Pursuant to the above, it is interesting to note that this case has successfully managed to put forth certain decisive principles encompassing all such transactions. In my view, a correct interpretation of the taxing provisions has been taken by the AAR as it prevents the Revenue from taxing innocent Companies entering into such transactions for restructuring purposes. The Tribunal has been correct in holding that if during the time of the transaction there was no consideration which could be quantified; it would be unfair for the Revenue to levy taxes based on presumptions of business gain in the future. Not only would such Companies be at a disadvantage but it would also deter foreign investors as every time such a transaction for restructuring were to take place, non-resident companies would have to pay Capital gains on an undetermined hypothetical amount irrespective of any gains. In another interesting perspective, this judgment also concurs with the view taken by the Supreme Court in the Azadi Bachao Andolan case thereby reiterating that if a transaction is“commercially”justifiable, any incidence of tax exemption would not render it being an evasion of tax.

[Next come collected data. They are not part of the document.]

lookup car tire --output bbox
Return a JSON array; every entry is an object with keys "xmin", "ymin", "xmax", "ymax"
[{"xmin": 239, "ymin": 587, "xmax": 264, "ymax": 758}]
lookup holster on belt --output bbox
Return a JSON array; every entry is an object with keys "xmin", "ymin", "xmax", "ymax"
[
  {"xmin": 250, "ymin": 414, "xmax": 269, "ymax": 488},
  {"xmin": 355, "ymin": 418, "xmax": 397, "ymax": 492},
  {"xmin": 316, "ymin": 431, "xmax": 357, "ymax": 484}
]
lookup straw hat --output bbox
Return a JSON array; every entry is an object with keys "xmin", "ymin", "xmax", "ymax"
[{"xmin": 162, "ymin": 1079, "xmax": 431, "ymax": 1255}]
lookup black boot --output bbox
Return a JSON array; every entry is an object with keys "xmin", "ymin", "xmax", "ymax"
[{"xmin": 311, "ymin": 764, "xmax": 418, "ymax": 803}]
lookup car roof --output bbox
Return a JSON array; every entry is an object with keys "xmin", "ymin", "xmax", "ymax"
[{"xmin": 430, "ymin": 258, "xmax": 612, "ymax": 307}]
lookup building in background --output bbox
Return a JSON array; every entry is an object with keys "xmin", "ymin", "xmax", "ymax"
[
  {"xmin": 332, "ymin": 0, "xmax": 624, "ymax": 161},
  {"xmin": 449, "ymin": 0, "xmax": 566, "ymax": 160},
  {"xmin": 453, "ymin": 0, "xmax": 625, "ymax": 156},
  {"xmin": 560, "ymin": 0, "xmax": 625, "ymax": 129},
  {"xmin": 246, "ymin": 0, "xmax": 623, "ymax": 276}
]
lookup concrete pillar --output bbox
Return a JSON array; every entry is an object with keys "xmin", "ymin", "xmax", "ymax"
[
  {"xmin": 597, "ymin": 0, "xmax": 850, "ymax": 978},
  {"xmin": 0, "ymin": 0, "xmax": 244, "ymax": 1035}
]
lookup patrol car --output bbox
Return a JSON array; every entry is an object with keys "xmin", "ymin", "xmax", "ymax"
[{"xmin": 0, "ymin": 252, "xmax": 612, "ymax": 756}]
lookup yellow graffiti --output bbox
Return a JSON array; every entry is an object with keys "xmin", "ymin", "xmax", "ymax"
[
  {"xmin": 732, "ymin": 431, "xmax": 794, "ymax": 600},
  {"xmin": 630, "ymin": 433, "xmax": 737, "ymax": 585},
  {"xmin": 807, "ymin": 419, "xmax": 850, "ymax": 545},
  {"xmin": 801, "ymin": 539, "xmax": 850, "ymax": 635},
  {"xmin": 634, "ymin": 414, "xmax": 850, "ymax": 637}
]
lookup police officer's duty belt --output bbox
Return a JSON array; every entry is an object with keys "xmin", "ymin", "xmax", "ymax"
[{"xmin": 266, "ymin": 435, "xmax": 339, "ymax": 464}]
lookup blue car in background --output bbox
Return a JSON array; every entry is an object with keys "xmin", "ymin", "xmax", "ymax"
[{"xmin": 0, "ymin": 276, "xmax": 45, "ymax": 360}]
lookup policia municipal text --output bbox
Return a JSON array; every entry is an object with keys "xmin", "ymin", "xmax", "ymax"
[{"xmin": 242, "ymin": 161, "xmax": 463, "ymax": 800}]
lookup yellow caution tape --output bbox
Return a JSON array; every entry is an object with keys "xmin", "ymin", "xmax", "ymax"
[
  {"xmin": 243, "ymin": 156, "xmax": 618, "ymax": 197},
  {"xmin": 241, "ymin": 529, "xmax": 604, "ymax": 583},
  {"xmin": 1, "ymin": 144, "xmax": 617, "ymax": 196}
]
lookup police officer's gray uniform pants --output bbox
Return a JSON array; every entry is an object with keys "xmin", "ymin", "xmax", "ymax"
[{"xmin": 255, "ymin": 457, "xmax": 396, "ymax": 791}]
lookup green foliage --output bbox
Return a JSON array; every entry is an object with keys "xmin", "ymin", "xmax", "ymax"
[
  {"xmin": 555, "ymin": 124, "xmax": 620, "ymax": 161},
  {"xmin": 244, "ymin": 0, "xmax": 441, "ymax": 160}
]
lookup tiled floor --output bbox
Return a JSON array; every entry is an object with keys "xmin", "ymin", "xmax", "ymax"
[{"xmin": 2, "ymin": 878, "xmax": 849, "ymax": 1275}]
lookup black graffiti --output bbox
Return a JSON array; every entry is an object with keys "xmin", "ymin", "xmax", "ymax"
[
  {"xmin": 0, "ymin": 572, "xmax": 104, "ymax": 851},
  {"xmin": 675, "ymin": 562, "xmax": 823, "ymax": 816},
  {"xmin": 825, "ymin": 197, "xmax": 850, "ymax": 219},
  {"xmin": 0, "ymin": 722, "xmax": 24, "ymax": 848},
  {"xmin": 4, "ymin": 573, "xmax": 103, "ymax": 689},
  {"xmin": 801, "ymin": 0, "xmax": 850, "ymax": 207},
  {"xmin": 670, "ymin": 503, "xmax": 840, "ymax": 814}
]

Pertinent to note is the Finance Bill 2010 which through its amendment vide s.56(2) (viiA) states that in any such transfer without any consideration, tax will be imposed on the recepient as Income from Other Sources.

1 comment:

  1. another interesting decision favouring the Assessee, the AAR concluded that there was to be no tax deducted as Capital gains on the transfer of shares held of an Indian Company by two or more non-resident companies without any consideration or without any such consideration which could not be valued at money’s worth.